All right, one more second of the show which we'd like to throw in here at the end.
It's called our Random 6 and we're just going to throw these at you.
Number one.
These are completely random non-real estate just to get to know you more.
All right.
What are you frequently good at?
Riding my bike.
All right.
There you go.
There you go.
Yeah, I like it.
All right.
If you can master any instrument on Earth, what would it be?
Guitar.
Acoustic guitar, man.
Josh just sneezed into the microphone.
Yeah, what's happening?
Yeah, now he's like dying.
I wish I could master that.
Did that come through?
It came through a little bit.
There you.
Do we want to redo that?
No, no.
I was good.
I couldn't control myself.
I muted it just late.
Not in time.
Anyway, guitar.
It's not being original.
You want to.
to learn the guitar.
Guitar would be that instrument.
Acoustic or electric.
Acoustic, for sure.
You and I, you're going to help me buy this mobile home park and I'm going to teach you
how to play acoustic guitar.
That's our deal.
Yeah, you play guitar.
My parents forced me into playing the trumpet when I was a kid.
I'm like, I don't want to play the trumpet.
I play the trumpet when I was a good.
Take this.
You're playing it.
We're not buying a guitar.
That's awesome.
All right.
Well, we're going to do some jamming after I got my, my park here.
So, all right.
Well, I don't know how to play the trumpet anymore.
Just so you know, like I quit playing in like 11th grade.
All bring two guitars.
We'll have fun.
It'll be great.
Number three, what was your very, very first job?
Oh, a paper boy.
I mean, like, real job where I actually had like a paycheck.
Well, I was a paper boy when I was 12 years old.
So I had a paper out my neighborhood.
That's very cliche.
That was that a real job.
I mean, is that a real job?
That was a paycheck associated with it.
Okay.
It is.
I'd call that.
Cool.
All right.
Next question.
What are you going to be for Halloween?
I think Kevin Bup.
I don't know.
I don't know.
I don't know.
I'm that bad dad that doesn't dress up.
I dress up.
I don't dress myself up.
Wow, you're no fun.
Next question.
Unless you guys guilt me to be in something else.
Gosh, I hang my head low.
I want to know, since Josh came up with that question, Josh, what are you going to be for Halloween?
I, my children are, one is an Ewok.
One is Princess Leia and one is, what's the new girl?
I forget her name in Star Wars.
And I believe I'm going to be Hans Solo.
I was thinking Yoda, you know, for the height.
Looks like you're a better man than I.
I guess I better step up my game a little bit.
You better step up, man.
Come on, come on.
All right.
Next question.
How long before your flight do you arrive at the airport?
About 45 minutes to an hour.
If I have kids more than that, but if it's by myself, I'm normally, I'm a light packer.
I carry it on.
I don't check any bags.
So I'm pretty, you know, 45 minutes or so.
Nice.
Nice.
All right.
What are your top three apps on your cell phone?
Ooh, that's a good question.
Credit karma is one.
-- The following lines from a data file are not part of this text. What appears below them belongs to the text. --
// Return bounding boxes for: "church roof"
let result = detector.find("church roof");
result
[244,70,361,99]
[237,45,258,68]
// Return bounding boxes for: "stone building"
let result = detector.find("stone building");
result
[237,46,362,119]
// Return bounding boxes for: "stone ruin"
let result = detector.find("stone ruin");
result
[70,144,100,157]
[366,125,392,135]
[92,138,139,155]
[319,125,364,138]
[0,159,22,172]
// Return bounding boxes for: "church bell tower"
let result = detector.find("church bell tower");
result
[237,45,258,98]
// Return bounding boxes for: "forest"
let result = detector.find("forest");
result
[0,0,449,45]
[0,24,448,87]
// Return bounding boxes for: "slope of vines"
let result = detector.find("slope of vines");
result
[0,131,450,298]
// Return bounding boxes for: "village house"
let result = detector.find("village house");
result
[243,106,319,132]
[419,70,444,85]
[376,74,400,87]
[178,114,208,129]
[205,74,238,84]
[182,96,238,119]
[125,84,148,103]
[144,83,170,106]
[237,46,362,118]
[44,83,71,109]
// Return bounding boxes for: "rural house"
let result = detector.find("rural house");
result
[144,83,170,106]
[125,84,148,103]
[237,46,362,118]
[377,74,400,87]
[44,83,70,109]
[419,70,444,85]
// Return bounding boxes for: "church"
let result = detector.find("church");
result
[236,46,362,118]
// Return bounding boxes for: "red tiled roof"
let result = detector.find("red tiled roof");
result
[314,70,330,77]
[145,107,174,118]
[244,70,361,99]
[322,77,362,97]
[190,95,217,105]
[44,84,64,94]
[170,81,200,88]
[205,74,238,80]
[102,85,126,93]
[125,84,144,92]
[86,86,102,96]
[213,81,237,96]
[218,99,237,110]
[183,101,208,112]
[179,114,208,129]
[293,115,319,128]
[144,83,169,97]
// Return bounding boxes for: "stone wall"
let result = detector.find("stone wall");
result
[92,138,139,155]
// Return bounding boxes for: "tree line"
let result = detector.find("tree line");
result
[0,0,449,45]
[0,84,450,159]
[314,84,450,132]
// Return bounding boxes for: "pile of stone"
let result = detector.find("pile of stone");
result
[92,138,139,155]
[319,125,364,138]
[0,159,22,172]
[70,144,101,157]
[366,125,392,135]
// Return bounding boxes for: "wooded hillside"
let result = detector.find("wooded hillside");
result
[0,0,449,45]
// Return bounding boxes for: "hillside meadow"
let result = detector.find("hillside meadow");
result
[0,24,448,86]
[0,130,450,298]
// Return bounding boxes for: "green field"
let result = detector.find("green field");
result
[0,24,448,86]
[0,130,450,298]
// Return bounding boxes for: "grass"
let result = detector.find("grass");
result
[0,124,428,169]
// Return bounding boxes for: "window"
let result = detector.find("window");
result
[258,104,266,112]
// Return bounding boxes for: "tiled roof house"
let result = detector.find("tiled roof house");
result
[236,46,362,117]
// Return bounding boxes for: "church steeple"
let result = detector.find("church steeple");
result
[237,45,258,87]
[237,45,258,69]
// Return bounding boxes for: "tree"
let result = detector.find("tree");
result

It's amazing app. Have you guys ever used it?
Yeah. I've learned some things about credit scores over the past like six months.
And credit karma really allows you, it's free and allows you to keep a, the soft pools.
And so it's free and the soft pools of expiring and, uh, or transient in Equifax.
And I just really let you know when your, your different credit card companies are reporting to the
bureaus because like you really got to get the timing right. I pay our, I pay my credit cards off every month.
But if I didn't pay one off before they reported it in the shows, I have like, I'm using 80% of my available limit, which I do often, then your score gets hit in a big way.
So it really allows you to stay in tune with when they're reporting.
And also, if you get any inquiries that, like, you know, that weren't yours, it'll give you an alert to it.
So that's a cool one.
And then, I don't know, I got to look at my phone here because I have to think of the other ones.
Facebook.
I don't know, Facebook, right?
We're always on Facebook.
Unfortunately, it eats up too much time.
And then actually, Tony Robbins has got a great app on here.
It's just got a lot of his videos about it.
It's called Breakthrough.
Yeah, it's a free app.
It's got a ton of free trainings on it,
tons of free videos from Tony.
I like Tony's stuff a lot.
And so if I'm just like, you know,
in a car or something like that or from traveling and,
you know, I got some downtime.
I'll play one of his videos and one of his training series that's on there.
So those are probably the top three I use right now.
Cool.
We'll take that up.
All right.
Thanks for participating in the random six.
Yeah.
Thanks, thanks, guys.
Really appreciate it.
Thank you all for listening to the Bigger Pockets Real Estate podcast.